For a captain, having to beach a ship brings up mixed emotions. After many decades at sea, it’s time to let her rest. The grief is almost as if it’s a family member or dear friend that has died and whose organs will be donated so he or she can live on in somebody else’s body.
A few decades ago, Alang was a pristine shore that very few people had heard of and shipbreaking was done from dry docks in Europe, The US and Canada. But then labor costs got out of hand and environmental regulators shut down the operations. So in the 1980s Indian entrepreneurs seized the opportunity. Alang was perfect because its high tide would drag even the super tankers on to the shore and wedge them in the sand.
Still, the conditions of the workers and the environment continue to be two of the biggest issues, because although the owners make a lot of money, the workers are lacking basic security equipment. The risk of accidents is only surpassed by the threat of cancer. It is believed that one in four workers will die from inhaling the acrid fumes at the furnaces used to melt chunks of metal.

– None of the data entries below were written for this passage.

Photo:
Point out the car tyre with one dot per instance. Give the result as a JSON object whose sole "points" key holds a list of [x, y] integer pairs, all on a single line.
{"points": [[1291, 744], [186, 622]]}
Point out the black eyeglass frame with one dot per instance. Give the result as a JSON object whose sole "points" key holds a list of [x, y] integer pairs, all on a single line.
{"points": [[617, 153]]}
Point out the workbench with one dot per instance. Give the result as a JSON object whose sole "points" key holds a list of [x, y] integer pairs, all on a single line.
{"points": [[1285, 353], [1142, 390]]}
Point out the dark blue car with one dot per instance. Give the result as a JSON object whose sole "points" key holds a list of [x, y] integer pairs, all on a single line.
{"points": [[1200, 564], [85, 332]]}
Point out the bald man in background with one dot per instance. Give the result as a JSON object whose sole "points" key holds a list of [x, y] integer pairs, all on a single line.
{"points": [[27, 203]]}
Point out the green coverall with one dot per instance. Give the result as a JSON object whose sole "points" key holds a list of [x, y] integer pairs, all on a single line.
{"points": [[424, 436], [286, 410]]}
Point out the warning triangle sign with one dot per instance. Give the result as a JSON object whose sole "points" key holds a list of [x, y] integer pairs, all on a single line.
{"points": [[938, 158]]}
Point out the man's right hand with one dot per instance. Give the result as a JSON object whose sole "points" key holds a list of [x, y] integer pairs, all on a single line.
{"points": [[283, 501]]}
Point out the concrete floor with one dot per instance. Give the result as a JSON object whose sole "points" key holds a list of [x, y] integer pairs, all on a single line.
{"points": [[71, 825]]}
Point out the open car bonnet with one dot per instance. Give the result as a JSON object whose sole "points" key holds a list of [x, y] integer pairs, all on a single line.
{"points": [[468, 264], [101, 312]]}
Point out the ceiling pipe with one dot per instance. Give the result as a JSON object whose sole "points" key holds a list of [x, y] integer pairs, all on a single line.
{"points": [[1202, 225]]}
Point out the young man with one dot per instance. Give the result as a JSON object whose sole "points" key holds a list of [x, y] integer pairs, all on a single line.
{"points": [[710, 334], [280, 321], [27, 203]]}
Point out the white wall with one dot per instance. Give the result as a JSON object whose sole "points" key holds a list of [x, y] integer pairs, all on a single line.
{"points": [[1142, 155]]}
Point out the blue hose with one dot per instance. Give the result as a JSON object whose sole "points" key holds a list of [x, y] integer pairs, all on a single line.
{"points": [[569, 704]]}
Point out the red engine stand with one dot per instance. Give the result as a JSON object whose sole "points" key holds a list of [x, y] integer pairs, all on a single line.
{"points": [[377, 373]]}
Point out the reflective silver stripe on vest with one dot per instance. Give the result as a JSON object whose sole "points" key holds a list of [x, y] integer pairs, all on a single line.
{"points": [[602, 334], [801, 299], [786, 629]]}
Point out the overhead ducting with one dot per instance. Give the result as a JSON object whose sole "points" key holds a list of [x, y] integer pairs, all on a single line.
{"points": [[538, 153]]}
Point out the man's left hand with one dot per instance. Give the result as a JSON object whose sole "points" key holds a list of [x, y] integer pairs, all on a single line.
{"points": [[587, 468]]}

The ships being scrapped today were built in the 1970s, long before it was discovered that asbestos and PCBs were banned. The paints on the ships also contain heavy metals and some ships carried radioactive material. These substances are released with every cut.
The towns surrounding Alang has become the perfect spot for the disenfranchised to settle. The money generated from the shipyard is supposed to feed at least a million mouths. Once an area that existed on agriculture for centuries, it has now become dependent on a completely different industry.